Member of the Gauteng Executive Council for e-Government
- Incumbent
- Assumed office 3 July 2024
- Premier: Panyaza Lesufi
- Preceded by: Office established
- Constituency: Gauteng

Member of the Gauteng Provincial Legislature
- Incumbent
- Assumed office May 2010

Member of the National Assembly
- In office 21 June 2000 – 4 May 2010

Personal details
- Born: Bonginkosi Wesley Dhlamini 25 July 1967 (age 58)
- Citizenship: South Africa
- Party: Inkatha Freedom Party

= Bonginkosi Dhlamini =

South African politician (born 1967)

Bonginkosi Wesley Dhlamini (born 25 July 1967) is a South African politician who has been a member of the Gauteng Executive Council for e-Government since June 2024 and has represented the Inkatha Freedom Party (IFP) in the Gauteng Provincial Legislature since May 2010. He is the current provincial chairperson of the IFP in Gauteng and formerly represented the party in the National Assembly from 2000 to 2010.

== Early life and career ==
Dhlamini grew up in Soweto in the former Transvaal during apartheid. He joined the IFP (then known as Inkatha) in 1983 and served as chairperson of Inkatha's Soweto branch from 1985 to 1987.

== National Assembly: 2000–2010 ==
Dhlamini was first sworn in to Parliament on 21 June 2000, representing the IFP in the Gauteng constituency; he filled the casual vacancy that arose when Themba Khoza died. He served in the National Assembly until May 2000, gaining re-election in 2004 and 2009. In 2006, he was questioned in the liquidation inquiry that emanated from the Travelgate scandal.

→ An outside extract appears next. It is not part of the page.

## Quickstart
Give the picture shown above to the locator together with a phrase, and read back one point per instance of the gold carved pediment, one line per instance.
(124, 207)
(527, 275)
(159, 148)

During the xenophobic violence of May 2008, Dhlamini addressed a crowd in Alexandra, the epicentre of the violence, and sought to ameliorate tensions. According to the Mail & Guardian, he said told the crowd:As the IFP, we are here to make it clear that we condemn these attacks and are here to ask you not to go around attacking people in the IFP’s name... indeed the government has failed you, but you should not continue these attacks as opportunistic criminals will take advantage and you, as South Africans, would end up fighting against each other.

As the IFP we understand your frustrations, however, our Constitution says South Africa is a South Africa for all, which means everyone including the foreigners are welcome. The IFP argued that the Constitution should, in fact, say South Africa is a South Africa for all that were born in it, however, the ANC, as usual, did not listen to us.Dhlamini resigned from the National Assembly just over a year after the 2009 election, on 4 May 2010, when the IFP arranged for him to swap seats with Petros Sithole. Dhlamini was sworn in to Sithole's seat in the Gauteng Provincial Legislature in order to "focus his full attention on the needs of Gauteng".

== Provincial legislature: 2010–present ==
He has served in the provincial legislature since May 2010, gaining re-election in 2014 and 2019. At the IFP's provincial elective conference in Ekurhuleni in October 2019, Dhlamini was elected provincial chairperson of the IFP in Gauteng, with Zandile Majozi as his deputy.

The ANC lost its majority in the Gauteng Provincial Legislature in the 2024 provincial election. ANC premier Panyaza Lesufi subsequently formed a minority government with the support of the Inkatha Freedom Party and other parties. Dhlamini was appointed by Lesufi as the MEC for the newly established e-Government portfolio on 3 July 2024.